Kepri Anambas.Ovumnews.Com– Terkait telah ditengelamkan  kapal asing mencuri ikan diperairan inonesia . Nelayan Anambas mengapresiasi sikap tegas pemerintah pusat yang menenggelamkan kapal asing ilegal yang masuk ke wilayah Indonesia.Kebijakan itu dilakukan untuk memberikan efek jera bagi kapal-kapal asing yang mencuri ikan di perairan Indonesia
Kapal nelayan asing yang sering mencuri ikan di perairan Indonesia menjadi momok bagi nelayan di tanah air khusus nelayan di Anambas.

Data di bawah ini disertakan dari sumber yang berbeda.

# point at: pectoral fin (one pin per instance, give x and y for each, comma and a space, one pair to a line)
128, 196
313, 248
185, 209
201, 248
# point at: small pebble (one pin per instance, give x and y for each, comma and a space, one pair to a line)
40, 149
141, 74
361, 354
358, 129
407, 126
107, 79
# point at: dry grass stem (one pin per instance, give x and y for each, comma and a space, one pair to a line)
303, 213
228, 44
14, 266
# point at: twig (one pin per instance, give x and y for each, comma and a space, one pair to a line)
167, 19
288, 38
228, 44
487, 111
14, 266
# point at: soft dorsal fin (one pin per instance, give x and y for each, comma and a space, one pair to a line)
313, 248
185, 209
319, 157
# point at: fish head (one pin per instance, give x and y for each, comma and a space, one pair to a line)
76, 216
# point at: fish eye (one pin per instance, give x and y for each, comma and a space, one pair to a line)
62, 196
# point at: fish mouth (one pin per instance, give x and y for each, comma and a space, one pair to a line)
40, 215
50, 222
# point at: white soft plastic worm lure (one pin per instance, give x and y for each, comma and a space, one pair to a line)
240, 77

Kementerian Kelautan dan Perikanan beberapa hari lalu menenggelamkan sejumlah kapal asing ilegal..
Kami setuju dengan sikap tegas pemerintah. Kalau tidak ditenggelamkan, kapal-kapal asing selalu menghabiskan ikan-ikan di Indonesia. Kalau mereka mengambil ikan dengan cara memancing, itu biasa. Tapi mereka menggunakan pukat harimau,” ungkap seorang nelayan di Tarempa, Senin (29/12)kemaren kepada wartawan..
Selama ini banyak kapal asing yang luput dari pengawasan aparat keamanan. Walaupun ada yang tertangkap, katanya, banyak kapal yang secara sembunyi-sembunyi masuk ke perairan Indonesia.

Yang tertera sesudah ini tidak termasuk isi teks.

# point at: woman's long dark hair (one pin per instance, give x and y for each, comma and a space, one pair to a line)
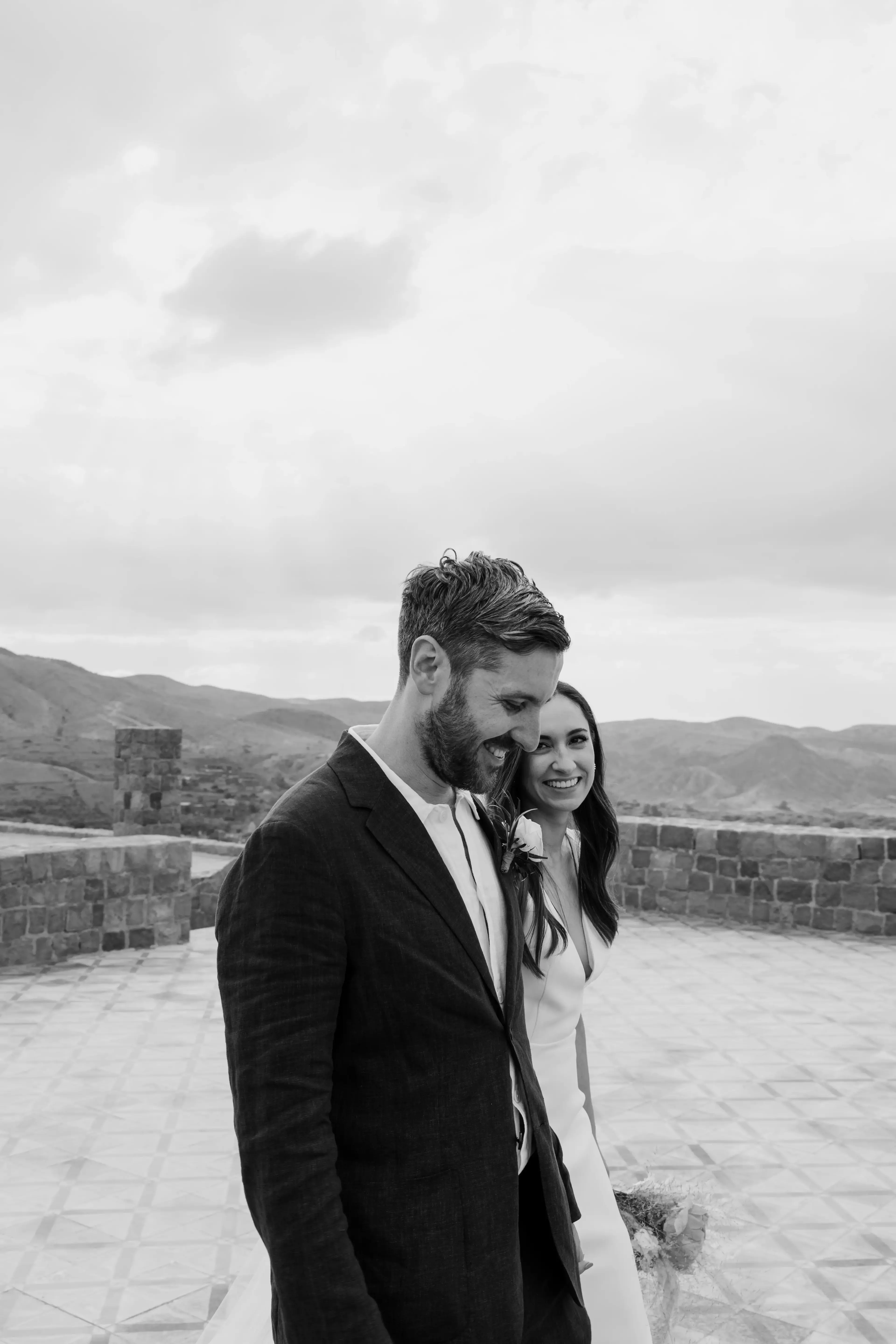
598, 833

Nelayan Anambas sangat dirugikan. Sebab, nelayan tradisional hanya menangkap ikan dengan cara memancing atau menggunakan jaring ikan. Sementara nelayan asing ilegal menangkap ikan dalam skala besar.
Masyarakat di kabupaten kepulauan ini memilih pekerjaan sebagai nelayan. Bagi masyarakat pesisir di pulau-pulau tersebut, melaut merupakan tradisi yang bernilai ekonomi.Setelah adanya kebijakan pemerintah tersebut, katanya, kapal-kapal dari Thailand dan negara lainnya sudah jarang terlihat lagi di perairan Anambas.

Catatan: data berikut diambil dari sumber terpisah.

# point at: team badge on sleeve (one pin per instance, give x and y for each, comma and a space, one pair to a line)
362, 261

Kami mencari ikan sekitar 15 mil dari pantai. Tapi tak terlihat lagi kapal-kapal asing yang melintas. Biasanya mereka selalu kelihatan” katanya.
Eksekusi kapal asing yang mencuri ikan di perairan Indonesia ini merupakan upaya pemerintah membasmi illegal fishing yang kerap terjadi di laut wilayah Republik Indonesia. Tindakan tegas ini terbukti membuat para nelayan asing jera.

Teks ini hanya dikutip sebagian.